Semakin ku menyayangimu, semakin ku harus melepasmu dari hidupku. Tak ingin lukai hatimu lebih dari ini. Kita tak mungkin terus bersama...

Aku memetik gitar sambil menyanyikan reff  salah satu lagu yang paling sering didengarkan Lita. Di atas kursi roda itu, dia hanya mendengarkan dengan polos tanpa bicara sepatah kata pun. Aku jadi ragu. Jangan-jangan lagu ini tidak berguna juga. Aku langsung berhenti memainkannya.

Lita agak terkejut melihatku berhenti. Matanya agak melebar seakan mau bertanya.

Aku tidak menjawab keingintahuannya. Aku hanya meletakkan gitar lalu mendekatinya. Gadis itu terlihat benar-benar polos, tidak berkata apapun dan hanya memperlihatkan ekspresi wajah jika mengungkapkan sesuatu. Ini membuatku semakin sedih saja. Sambil menatap wajahnya aku membelai rambut Lita dengan berbagai harapan yang muncul di hatiku.

Gadis itu tiba-tiba menoleh ke arah lain.sepertinya ada sesuatu yang menarik perhatiannya. Aku turut melihat ke arah itu. Rupanya ada pelangi yang muncul di balik jendela. Begitu jelas dan terlihat begitu dekat.

“ Kamu suka ? pelanginya bagus.” Tanyaku.

“ Aku tidak suka. Aku benci pelangi.”

Aku tertegun mendengar jawaban Lita. Kulihat raut muram di wajah gadis itu. Hatiku terasa ikut sakit. Tapi aku tidak mampu berkata sepatah katapun.

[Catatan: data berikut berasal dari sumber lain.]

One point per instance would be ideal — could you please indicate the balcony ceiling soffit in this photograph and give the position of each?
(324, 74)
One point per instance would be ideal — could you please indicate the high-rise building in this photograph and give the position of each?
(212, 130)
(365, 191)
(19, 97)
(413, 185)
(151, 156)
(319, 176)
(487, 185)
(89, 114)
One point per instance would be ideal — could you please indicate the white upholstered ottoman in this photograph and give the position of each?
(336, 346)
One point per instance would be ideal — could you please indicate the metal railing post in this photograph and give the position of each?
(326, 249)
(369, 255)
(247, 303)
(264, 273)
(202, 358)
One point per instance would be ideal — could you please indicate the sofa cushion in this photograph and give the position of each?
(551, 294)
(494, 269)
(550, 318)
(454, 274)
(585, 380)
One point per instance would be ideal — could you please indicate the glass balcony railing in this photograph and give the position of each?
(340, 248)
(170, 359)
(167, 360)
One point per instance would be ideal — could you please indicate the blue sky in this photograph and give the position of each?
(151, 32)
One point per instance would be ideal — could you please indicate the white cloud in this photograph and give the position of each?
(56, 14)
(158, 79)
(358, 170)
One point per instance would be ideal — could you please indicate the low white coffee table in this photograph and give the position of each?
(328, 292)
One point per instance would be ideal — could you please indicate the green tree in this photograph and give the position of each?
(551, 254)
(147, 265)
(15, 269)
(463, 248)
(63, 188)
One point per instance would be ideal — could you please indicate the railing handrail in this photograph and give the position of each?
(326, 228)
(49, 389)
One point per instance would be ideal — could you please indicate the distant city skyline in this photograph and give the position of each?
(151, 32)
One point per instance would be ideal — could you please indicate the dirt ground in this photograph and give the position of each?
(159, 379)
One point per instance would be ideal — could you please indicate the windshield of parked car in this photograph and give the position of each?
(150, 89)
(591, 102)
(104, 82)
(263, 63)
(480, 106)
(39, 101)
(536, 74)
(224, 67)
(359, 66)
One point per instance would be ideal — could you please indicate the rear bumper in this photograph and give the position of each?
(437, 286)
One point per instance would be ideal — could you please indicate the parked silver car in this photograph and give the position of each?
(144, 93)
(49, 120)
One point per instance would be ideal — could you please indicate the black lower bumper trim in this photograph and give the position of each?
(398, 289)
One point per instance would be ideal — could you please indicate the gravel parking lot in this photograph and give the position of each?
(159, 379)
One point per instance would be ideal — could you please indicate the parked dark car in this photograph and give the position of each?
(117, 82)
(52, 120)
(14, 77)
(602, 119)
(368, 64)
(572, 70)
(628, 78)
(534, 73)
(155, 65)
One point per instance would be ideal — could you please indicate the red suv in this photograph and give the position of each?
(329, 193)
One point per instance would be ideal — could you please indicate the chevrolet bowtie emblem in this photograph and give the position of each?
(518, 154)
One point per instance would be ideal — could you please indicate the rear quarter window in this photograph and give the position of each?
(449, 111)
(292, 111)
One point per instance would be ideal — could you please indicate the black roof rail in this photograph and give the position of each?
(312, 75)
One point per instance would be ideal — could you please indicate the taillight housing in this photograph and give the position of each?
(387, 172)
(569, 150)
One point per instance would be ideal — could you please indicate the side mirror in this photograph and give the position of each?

“Andri, kamu sebenarnya pacaran dengan Alya kan?” tiba-tiba Lita bertanya. Aku agak kaget. “Kenapa kalian menyembunyikannya? Apa kamu takut aku akan tahu?”

Aku membisu sejenak. 

“ Sejak kapan?? Sejak kapan sebenarnya kamu sudah ingat semuanya?” tanyaku curiga

“ Aku juga tidak tahu, semuanya tiba-tiba muncul dan tiba-tiba menghilang.” Katanya sambil menghela nafas.

“ Aku sendiri tidak mengerti dengan apa yang berputar-putar di kepalaku. Tapi sekarang sepertinya aku hampir ingat semuanya. Tapi entah kenapa semuanya jadi terasa tidak menyenangkan. Aku lelah.”

Aku menatap lurus ke dalam matanya, dia hanya membalas dengan pandangan sayu. Wajah gadis itu pucat seakan tak ada darah yang mengalir di wajahnya. Aku agak bersyukur dia kembali mengingat, tapi aku agak khawatir, apa yang dia pikirkan setelah semua ingatannya kembali.

“ Kenapa kamu bisa tahu? “ tanyaku.

“ Aku tidak ingat persis. Hanya saja aku capek memikirkannya. Aku tidak mau berpikir lebih jauh. Bisakah kamu menemaniku hari ini aja? Setelah itu kamu boleh kemanapun yang kamu suka.”

“Aku akan temani kamu sampai sehat.”

Lita tersenyum. Dia menutup matanya perlahan. Badannya melemah. Gadis itu seakan mau jatuh dari kursi. Aku spontan memegang kedua pundaknya. Dia seperti kehilangan seluruh tenaganya. Aku segera membopongnya ke tempat tidur. Dia susah payah membuka mata, melirikku lemah.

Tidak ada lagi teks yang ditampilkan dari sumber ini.